Kegagalan memilih pemimpin menjadi awal yang menggelisahkan bagi Partai Republik yang kini mayoritas di DPR. Selain itu menunjukkan tantangan yang dihadapi partai tersebut selama berkuasa di DPR dua tahun ke depan, menjelang pemilihan presiden 2024.
Kemenangan tipis mereka 222-212 dari Partai Demokrat memberi kelompok garis keras pengaruh yang lebih besar.

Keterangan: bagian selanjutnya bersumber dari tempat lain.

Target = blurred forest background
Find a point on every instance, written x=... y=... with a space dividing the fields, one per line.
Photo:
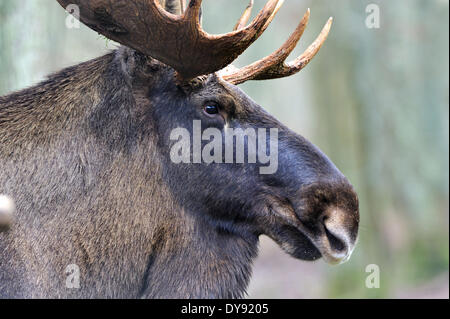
x=375 y=100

Kelompok itu ingin perubahan yang memberi mereka kendali yang lebih banyak pada ketua dan pengaruh lebih banyak pada pendekatan partai mengenai pengeluaran dan utang.
Pada Selasa (3/1/2023) malam McCarthy mengatakan mantan Presiden Donald Trump telah meneleponnya dan menyatakan dukungan. Trump mendukung McCarthy dalam pemilihan umum dan masih tokoh berpengaruh di Partai Republik.

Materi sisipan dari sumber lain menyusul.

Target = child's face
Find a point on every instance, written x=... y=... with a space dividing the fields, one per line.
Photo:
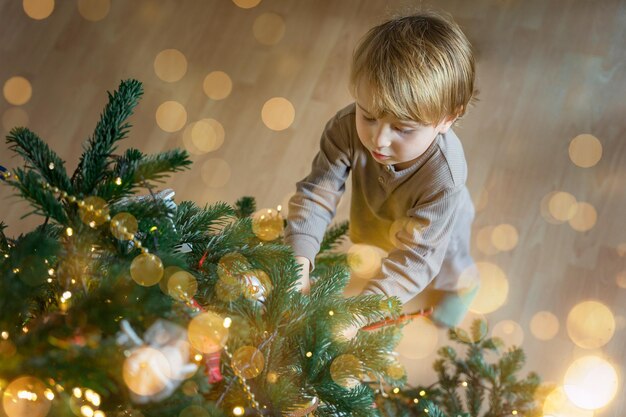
x=392 y=141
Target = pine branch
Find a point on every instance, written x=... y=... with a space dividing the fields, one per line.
x=111 y=128
x=39 y=156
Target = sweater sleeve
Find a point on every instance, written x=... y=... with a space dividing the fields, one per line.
x=314 y=204
x=420 y=247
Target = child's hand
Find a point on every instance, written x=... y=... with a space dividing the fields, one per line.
x=303 y=283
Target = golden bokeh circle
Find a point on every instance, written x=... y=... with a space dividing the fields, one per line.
x=584 y=218
x=278 y=113
x=484 y=241
x=562 y=206
x=38 y=9
x=544 y=325
x=146 y=269
x=590 y=324
x=419 y=339
x=269 y=28
x=25 y=397
x=206 y=332
x=267 y=224
x=14 y=117
x=170 y=65
x=121 y=221
x=247 y=4
x=94 y=10
x=17 y=90
x=249 y=361
x=364 y=261
x=493 y=291
x=345 y=370
x=557 y=404
x=217 y=85
x=146 y=371
x=509 y=332
x=585 y=150
x=590 y=382
x=171 y=116
x=182 y=286
x=215 y=173
x=504 y=237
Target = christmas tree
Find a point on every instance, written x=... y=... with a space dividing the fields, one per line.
x=125 y=305
x=122 y=303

McCarthy yang berusia 57 tahun, dari California, ia menghadapi pemungutan suara yang sulit dan berjanji akan terus maju. Tapi pemungutan suara di DPR ditunda sampai Rabu (4/1/2023) sore waktu setempat, keputusan yang memberi anggota Partai Republik mendiskusikan kandidat lain.
Perwakilan dari sayap konservatif di Partai Republik Jim Jordan dari Ohio mendapatkan 20 suara. Jauh dari 218 suara yang dibutuhkan untuk menjadi ketua tapi cukup untuk menghentikan langkah McCarthy.
"Saya pikir Kevin tahu ini kesempatan terakhirnya," kata anggota DPR Kenneth Buck yang memilih McCarthy.
Ia mengatakan pada tahun 2015 lalu McCarthy sudah mencoba maju untuk menjadi ketua DPR tapi gagal karena ditolak konservatif. "Ia tidak akan memiliki kesempatan ini lagi," katanya.
Pemilihan ketua yang berlarut-larut dapat menekan harapan Partai Republik untuk dapat segera menyelidiki Presiden Joe Biden yang berasal dari Partai Demokrat dan pemerintahannya mengenai ekonomi, independensi energi dan keamanan di perbatasan.
Ketua minoritas dari Partai Demokrat Hakeem Jeffries tiga kali mengalahkan McCarthy dalam pemungutan suara. Di hari terakhir Jeffries mengatakan McCarthy dengan 212 dan 202. Tapi partai mayoritas yang menentukan ketua House.
Kebuntuan ini dapat mengakibatkan House lumpuh dan memaksa anggota parlemen meminta Partai Republik mempertimbangkan kandidat lain. Selain Jordan, ketua mayoritas Partai Republik Steve Scalise dianggap berpotensi sebagai ketua House.
Terakhir kali DPR gagal memiliki ketua di pemungutan suara pertama adalah tahun 1923. Jordan sendiri mendukung McCarthy dan tiga kali memilihnya.
"Kami harus mengandalkannya, saya pikir Kevin McCarthy orang yang tepat memimpin kami," kata Jordan dalam pidato yang bersemangat di House.
Jordan merupakan pendukung setia Trump dan pendiri kelompok konservatif House Freedom Caucus. Jordan yang merupakan mantan pegulat bersiap untuk mengawasi Komite Yudisial DPR yang mengawasi Departemen Kehakiman dan FBI pemerintah Biden.